Not one but two long-drawn-out big-stakes lawsuits were in the news this week. First the mostly-good news.
Years ago a team led by James Gosling at Sun Microsystems invented a new computer programming language called Java. It was good, and its usage grew, and Sun kept improving it. Later, a startup called Android.com used the Java language and the same programming interfaces from the language to the runtime libraries - the API, or Application Programmer Interfaces. Later still, after the dot-com bust, Sun was acquired by Oracle. At the first JavaOne conference after the aquisition, Oracle helmsman Larry Ellison was on stage with outgoing Sun CED Scott McNealy; the pair were all smiles and cooperation. Ellison said "We welcome Google’s use of Java…"
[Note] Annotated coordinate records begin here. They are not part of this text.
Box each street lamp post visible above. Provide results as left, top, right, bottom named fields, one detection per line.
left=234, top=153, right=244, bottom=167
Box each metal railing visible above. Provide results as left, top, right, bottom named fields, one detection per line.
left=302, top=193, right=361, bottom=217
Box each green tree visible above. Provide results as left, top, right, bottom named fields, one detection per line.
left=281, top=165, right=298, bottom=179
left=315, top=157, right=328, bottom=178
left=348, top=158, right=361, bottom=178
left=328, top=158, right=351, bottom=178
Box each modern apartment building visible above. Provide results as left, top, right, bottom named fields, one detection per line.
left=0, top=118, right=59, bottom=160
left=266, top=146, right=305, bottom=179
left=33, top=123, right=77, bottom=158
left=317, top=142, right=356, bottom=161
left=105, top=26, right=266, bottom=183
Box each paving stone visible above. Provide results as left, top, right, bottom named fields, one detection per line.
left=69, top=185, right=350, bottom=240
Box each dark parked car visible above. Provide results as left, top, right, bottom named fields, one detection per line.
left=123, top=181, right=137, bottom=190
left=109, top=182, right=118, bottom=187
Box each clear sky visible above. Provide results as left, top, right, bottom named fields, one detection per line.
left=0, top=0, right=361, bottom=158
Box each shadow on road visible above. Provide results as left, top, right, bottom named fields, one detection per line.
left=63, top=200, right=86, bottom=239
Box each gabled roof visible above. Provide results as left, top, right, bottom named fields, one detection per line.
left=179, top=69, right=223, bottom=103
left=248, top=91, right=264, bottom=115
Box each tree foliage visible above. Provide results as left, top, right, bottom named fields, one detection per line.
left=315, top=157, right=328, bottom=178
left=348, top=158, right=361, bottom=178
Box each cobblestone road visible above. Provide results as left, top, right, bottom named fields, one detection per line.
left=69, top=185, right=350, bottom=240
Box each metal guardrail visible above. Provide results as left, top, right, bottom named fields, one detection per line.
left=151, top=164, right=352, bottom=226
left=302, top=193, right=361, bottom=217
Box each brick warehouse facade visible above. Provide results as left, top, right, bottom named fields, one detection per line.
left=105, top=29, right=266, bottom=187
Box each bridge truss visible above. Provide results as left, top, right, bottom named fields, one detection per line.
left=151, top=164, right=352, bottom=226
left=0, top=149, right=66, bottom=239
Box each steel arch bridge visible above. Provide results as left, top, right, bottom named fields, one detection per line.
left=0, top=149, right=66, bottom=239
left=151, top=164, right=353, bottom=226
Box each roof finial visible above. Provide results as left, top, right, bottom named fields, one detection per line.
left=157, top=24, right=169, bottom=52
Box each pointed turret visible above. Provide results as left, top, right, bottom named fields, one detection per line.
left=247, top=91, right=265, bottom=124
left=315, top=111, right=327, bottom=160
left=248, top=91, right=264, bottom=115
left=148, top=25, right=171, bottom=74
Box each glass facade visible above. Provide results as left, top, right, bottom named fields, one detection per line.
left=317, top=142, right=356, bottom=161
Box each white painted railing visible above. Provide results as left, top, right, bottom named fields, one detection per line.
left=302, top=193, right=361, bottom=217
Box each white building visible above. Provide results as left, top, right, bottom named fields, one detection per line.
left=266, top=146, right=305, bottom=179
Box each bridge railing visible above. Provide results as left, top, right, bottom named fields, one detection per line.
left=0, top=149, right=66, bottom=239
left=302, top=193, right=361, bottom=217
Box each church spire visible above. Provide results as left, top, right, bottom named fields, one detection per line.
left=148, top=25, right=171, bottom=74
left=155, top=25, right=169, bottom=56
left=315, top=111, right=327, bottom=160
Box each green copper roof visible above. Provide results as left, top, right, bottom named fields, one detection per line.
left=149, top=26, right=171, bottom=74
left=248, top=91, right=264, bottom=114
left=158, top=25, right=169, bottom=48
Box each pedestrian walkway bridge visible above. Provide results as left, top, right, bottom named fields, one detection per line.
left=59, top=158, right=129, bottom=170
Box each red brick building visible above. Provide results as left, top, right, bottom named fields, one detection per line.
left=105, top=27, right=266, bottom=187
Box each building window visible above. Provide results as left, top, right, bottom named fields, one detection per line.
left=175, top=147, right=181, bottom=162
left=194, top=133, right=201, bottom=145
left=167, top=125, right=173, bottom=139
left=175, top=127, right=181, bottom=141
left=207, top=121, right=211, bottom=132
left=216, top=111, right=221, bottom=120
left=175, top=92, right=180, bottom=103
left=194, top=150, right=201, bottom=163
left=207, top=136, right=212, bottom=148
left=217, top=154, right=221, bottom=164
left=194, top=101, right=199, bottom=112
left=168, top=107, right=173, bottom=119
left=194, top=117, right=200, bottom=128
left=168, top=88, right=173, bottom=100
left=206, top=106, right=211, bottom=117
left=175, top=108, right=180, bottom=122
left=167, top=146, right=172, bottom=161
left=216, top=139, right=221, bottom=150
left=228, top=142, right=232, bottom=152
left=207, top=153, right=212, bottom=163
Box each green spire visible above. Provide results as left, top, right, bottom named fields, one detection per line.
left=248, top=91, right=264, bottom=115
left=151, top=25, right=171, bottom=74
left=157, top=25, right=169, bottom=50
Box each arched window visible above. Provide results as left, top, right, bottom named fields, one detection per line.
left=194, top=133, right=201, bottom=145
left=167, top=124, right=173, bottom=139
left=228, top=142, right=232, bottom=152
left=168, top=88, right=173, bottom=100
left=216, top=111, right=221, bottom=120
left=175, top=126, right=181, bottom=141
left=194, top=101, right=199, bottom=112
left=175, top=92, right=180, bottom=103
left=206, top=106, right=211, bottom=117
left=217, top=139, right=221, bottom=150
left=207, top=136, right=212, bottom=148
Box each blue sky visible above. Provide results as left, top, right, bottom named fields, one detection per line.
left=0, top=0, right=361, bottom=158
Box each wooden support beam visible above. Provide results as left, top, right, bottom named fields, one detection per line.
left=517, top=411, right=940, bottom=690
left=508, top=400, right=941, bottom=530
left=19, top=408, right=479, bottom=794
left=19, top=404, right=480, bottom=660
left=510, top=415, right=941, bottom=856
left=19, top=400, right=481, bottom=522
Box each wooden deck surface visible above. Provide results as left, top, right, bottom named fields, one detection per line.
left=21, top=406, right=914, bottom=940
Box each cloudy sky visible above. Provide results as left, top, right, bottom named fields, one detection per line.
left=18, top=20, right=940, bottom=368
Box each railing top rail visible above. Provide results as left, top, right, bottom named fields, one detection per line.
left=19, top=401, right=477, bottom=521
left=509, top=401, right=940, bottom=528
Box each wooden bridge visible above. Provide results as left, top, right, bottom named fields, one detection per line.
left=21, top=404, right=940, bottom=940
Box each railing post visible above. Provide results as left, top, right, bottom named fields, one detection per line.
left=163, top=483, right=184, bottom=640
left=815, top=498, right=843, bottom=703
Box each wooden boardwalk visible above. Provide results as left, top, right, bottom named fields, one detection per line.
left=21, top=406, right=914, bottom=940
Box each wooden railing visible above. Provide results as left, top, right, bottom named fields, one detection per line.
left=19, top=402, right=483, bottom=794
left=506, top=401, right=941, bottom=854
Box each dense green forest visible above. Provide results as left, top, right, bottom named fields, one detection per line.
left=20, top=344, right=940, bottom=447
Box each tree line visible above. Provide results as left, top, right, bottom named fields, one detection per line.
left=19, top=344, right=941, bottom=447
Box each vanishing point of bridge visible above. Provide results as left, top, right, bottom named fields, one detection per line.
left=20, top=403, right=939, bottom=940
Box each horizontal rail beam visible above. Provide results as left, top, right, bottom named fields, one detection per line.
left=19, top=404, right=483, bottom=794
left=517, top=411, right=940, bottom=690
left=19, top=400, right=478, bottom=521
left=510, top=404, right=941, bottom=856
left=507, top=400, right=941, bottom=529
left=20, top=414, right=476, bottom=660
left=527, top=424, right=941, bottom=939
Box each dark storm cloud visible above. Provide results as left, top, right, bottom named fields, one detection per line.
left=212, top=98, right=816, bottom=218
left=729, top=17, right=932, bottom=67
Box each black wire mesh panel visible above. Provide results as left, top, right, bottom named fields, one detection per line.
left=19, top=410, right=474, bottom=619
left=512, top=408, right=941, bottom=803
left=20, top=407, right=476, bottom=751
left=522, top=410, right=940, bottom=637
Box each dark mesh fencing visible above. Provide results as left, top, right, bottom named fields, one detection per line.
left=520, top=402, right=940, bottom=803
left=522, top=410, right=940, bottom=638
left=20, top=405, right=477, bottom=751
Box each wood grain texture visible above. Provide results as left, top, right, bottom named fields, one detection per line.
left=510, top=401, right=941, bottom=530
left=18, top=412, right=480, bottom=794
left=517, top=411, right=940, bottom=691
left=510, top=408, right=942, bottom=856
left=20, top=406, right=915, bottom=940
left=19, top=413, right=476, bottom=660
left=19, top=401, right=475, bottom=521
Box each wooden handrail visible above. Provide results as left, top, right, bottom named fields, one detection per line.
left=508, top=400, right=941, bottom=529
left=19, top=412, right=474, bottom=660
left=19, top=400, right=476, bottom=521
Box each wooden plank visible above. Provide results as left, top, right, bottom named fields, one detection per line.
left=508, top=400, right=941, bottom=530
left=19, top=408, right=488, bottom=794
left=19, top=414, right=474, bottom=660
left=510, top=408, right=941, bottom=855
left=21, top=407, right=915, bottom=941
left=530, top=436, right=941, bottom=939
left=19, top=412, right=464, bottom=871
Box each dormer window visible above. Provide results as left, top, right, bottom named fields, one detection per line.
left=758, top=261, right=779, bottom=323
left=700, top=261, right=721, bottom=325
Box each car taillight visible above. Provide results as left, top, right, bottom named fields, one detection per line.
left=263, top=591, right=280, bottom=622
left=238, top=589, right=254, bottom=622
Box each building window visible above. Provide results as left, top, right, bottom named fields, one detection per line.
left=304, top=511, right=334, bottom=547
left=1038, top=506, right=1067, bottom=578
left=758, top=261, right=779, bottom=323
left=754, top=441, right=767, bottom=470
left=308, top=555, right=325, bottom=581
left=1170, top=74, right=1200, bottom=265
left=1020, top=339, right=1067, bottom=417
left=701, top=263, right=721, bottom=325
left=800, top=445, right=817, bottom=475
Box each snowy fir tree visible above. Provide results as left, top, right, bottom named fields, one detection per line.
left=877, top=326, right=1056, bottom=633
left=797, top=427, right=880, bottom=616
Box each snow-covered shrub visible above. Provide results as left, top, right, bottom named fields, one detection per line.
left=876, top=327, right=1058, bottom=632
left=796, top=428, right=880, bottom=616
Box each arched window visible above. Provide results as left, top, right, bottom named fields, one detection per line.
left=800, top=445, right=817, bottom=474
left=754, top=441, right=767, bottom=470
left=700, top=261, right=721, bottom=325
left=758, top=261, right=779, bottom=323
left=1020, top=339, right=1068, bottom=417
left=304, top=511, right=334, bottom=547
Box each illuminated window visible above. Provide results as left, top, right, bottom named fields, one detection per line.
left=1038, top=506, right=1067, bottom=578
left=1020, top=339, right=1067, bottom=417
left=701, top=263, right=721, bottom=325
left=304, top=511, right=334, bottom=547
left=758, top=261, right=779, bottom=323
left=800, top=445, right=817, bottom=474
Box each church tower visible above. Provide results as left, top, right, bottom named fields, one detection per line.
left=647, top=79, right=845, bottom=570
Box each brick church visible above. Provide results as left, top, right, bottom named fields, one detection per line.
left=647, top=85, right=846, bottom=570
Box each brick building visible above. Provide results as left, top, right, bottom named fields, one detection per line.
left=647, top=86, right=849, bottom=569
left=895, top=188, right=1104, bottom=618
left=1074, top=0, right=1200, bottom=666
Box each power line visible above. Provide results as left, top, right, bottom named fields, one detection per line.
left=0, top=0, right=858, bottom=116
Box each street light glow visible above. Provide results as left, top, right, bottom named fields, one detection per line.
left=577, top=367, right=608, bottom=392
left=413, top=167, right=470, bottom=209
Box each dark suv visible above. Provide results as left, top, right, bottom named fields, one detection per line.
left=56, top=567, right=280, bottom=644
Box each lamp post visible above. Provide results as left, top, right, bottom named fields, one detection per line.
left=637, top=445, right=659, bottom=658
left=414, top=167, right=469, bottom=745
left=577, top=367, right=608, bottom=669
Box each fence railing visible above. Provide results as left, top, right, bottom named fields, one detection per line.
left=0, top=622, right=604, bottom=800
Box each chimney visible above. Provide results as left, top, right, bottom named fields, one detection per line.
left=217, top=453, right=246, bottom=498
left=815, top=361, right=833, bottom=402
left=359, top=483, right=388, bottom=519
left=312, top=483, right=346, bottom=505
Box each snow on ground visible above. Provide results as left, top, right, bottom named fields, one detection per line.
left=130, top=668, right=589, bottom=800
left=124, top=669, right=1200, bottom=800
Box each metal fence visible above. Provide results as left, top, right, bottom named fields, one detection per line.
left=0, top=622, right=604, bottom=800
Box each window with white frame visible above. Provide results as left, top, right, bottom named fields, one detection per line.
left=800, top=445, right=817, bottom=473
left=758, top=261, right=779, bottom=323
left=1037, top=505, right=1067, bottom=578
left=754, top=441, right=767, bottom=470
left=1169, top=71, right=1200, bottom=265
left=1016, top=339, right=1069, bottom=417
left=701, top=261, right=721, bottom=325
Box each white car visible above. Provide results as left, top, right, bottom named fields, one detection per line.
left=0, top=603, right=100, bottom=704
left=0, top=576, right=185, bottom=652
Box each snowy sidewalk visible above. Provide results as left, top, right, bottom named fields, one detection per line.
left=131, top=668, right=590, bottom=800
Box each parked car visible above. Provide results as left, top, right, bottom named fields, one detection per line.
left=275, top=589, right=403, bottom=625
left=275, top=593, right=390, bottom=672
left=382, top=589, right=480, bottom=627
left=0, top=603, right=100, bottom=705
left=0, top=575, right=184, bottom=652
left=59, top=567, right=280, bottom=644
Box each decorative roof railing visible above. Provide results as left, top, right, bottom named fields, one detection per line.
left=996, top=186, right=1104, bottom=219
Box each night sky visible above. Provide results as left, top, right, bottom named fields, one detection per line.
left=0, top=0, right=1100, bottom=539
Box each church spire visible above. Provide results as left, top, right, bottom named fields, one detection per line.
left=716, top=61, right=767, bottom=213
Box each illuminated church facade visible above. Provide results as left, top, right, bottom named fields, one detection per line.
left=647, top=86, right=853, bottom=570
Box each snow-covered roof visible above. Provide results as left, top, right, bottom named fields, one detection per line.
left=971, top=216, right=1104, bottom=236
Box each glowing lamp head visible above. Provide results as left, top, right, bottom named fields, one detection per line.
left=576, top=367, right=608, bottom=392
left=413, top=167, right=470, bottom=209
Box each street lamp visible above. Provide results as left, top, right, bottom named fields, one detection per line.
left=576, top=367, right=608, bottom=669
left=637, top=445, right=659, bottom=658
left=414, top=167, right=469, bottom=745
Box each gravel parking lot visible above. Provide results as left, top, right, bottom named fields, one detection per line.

Later still, Oracle’s lawyers concocted a scheme to extort money (a mere few billion dollars) from Google. They’d claim copyright on the API. Nobody had ever seriously held that you could copyright an API, but that didn’t stop the man sometimes known as Larry "It’s not enough for me to win, the other guy has to lose" Ellison. They filed suit in 2010 - over a decade ago.
If Oracle’s claim were upheld, the frequent practice of re-implementing a compatible replacement for software would require paying (probably exorbitant) license fees. The entire Linux movement could crumble, since it is based on re-implementations of AT&T’s Unix (more on that in a minute) and their C compiler.
The lawsuit went ahead. The trial judge took the time to not only acquaint himself with the issues, but actually learned to program in Java. The trial ruled in favor of Google.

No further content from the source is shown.